Before the advent of NOACs, VKAs had been the first choice for anticoagulation in AF patients. As research progresses, 4 landmark RCTs confirm that NOACs are superior to warfarin in the AF population [4-7]. The current guidelines only recommend the use of NOACs as first-line anticoagulants in general population AF patients, but specifically for those patients with polypharmacy, their safety and efficacy remain to be verified. Our results show that NOACs are non-inferior to VKAs in AF patients with polypharmacy and are even superior to VKAs in some efficacy and safety outcomes, such as SSE and any bleeding. The intuitive effect of polypharmacy is an increase in drug-drug interactions, which may lead to a decrease in the efficacy of given drugs or an increase in the level of toxicity. While NOACs can target a single coagulation factor such as factor Xa and factor IIa, the anticoagulant effect is independent of antithrombin, has a rapid onset of oral administration, and has less interaction with food and drugs [31]. This property of NOACs gives them an advantage in a polypharmacy population with an increased risk of drug interactions.
Existing evidence suggests that NOACs may interact pharmacokinetically with strong Cytochrome P450 (CYP3A4) and P-glycoprotein (P-gp) inhibitor or inducer, thereby affecting their absorption, distribution, or clearance levels [32]. Even though many of the drugs used in AF patients are P-gp or CYP3A4 inhibitors (e.g., verapamil, amiodarone, and rifampicin), guidelines recommend avoiding or very cautiously combining NOACs with them [33]. Unfortunately, our study did not focus on this issue, but related studies have shown that the advantages of NOACs in terms of efficacy or safety are not affected in patients using the above-mentioned combined inhibitors [10, 16].

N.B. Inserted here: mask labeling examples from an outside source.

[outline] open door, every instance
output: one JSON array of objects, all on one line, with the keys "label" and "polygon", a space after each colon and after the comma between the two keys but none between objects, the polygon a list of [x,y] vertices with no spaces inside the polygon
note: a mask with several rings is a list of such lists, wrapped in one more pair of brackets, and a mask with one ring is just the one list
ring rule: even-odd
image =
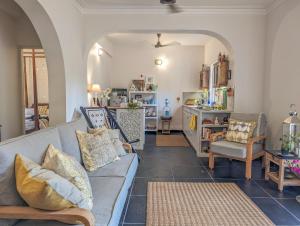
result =
[{"label": "open door", "polygon": [[48,69],[43,49],[22,49],[24,130],[31,133],[49,126]]}]

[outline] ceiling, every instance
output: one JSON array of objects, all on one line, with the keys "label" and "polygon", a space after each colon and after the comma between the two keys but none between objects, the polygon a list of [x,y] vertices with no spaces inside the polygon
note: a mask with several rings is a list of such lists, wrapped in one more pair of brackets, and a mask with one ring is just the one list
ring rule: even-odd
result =
[{"label": "ceiling", "polygon": [[[156,34],[147,33],[113,33],[108,35],[108,39],[114,44],[145,44],[154,45],[157,42]],[[202,34],[178,34],[178,33],[162,33],[162,44],[173,41],[180,42],[184,46],[203,46],[212,37]]]},{"label": "ceiling", "polygon": [[[159,0],[76,0],[85,9],[157,9]],[[267,10],[283,0],[177,0],[182,8],[190,9],[262,9]]]}]

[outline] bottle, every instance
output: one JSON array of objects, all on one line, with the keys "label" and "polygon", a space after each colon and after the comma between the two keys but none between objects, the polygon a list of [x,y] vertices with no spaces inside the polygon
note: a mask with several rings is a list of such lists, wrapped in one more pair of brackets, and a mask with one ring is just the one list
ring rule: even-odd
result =
[{"label": "bottle", "polygon": [[163,117],[171,117],[171,110],[170,110],[170,107],[169,107],[169,100],[166,98],[165,99],[165,106],[163,108]]}]

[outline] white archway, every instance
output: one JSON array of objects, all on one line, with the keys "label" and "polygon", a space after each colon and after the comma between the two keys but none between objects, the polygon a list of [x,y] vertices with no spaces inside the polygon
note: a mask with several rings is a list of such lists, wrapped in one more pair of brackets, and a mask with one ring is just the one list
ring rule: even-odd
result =
[{"label": "white archway", "polygon": [[31,20],[46,53],[49,74],[50,123],[66,121],[66,85],[64,59],[56,30],[37,0],[15,0]]}]

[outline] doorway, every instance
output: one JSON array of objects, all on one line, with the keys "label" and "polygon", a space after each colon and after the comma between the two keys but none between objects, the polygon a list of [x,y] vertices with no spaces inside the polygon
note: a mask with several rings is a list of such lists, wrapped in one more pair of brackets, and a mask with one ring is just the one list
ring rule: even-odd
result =
[{"label": "doorway", "polygon": [[43,49],[22,49],[24,132],[49,126],[48,68]]}]

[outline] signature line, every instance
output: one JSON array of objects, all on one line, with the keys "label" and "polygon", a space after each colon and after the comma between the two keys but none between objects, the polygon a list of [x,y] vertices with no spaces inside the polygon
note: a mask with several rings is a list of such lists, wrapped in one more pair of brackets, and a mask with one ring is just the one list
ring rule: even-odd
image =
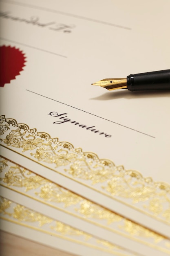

Another effect of polypharmacy is a decrease in drug adherence. A systematic review by Claxton et al. [34]showed that drug adherence decreased with increasing frequency of dosing, with adherence of 79% for once-daily medication and only 51% for four-times-daily medication. This result may be due to a patient’s loss of trust in medical care or drug intolerance. In any case, decreased drug adherence in patients with AF is associated with an increased risk of thromboembolic and bleeding events. There has been no consensus on whether NOAC or warfarin drug adherence is higher. There is a view that warfarin requires frequent monitoring and dose adjustment, which has been shown to be associated with higher adherence [35]. Other studies have shown that NOACs (especially rivaroxaban and dabigatran) have higher adherence in AF patients [26, 28, 36]. The latter may partly explain the demonstrated advantages of NOACs over VKAs in terms of efficacy and safety. Unfortunately, many relevant retrospective studies based on claims databases, because frequent dose changes of warfarin make assessment difficult, did not further assess adherence to both oral anticoagulants.